Traditional Trifle
Ingredients (15 portions)
| Amount | Measure | Name |
|---|---|---|
| 2.00 | pc | Boudoir Biscuits, box |
| 250.00 | ml | Sherry or sweet white wine |
| 200g walnuts finely chopped | ||
| 410.00 | g | Fruit cocktail in can 3/1 |
| 110.00 | g | CARTE D'OR Greengage Jelly 2kg |
| 500.00 | ml | Water (hot) |
| 110.00 | g | CARTE D'OR Strawberry Jelly 2kg |
| 500.00 | ml | Water (hot) |
| 310.00 | g | Pears in cans (williams) 1/1 halved and sliced |
| 1.00 | l | CARTE D'OR Custard Powder 2,5kg prepared |
| 500.00 | ml | MEADOWLAND Classique 10 x 1L whipped for decorating |
Preparation
1. Make up the jellies with the boiling water.
2. Allow the jelly to set until wobbly.
3. Line the bottom of the glass dish with the boudoir biscuits and pour over the wine or (juice reserved from the drained fruit cocktail if one does not want to use the sherry or sweet wine).
4. Layer with half the nuts and half the fruit cocktail on top of the boudoir biscuits and pour the prepared greengage jelly over them.
5. Chill in the refrigerator until the jelly has just set.

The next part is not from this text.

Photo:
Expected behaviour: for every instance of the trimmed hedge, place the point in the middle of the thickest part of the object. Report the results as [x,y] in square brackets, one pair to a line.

6. Repeat this layer using the remaining fruit and nuts and the strawberry jelly.
7. Allow to set slightly in the refrigerator.
8. Layer with the pear slices on top of the jelly and top with the prepared custard.
9. Chill in the refrigerator until set.
10. Just before serving decorate with whipped cream, mint leaves, cherries, strawberries etc.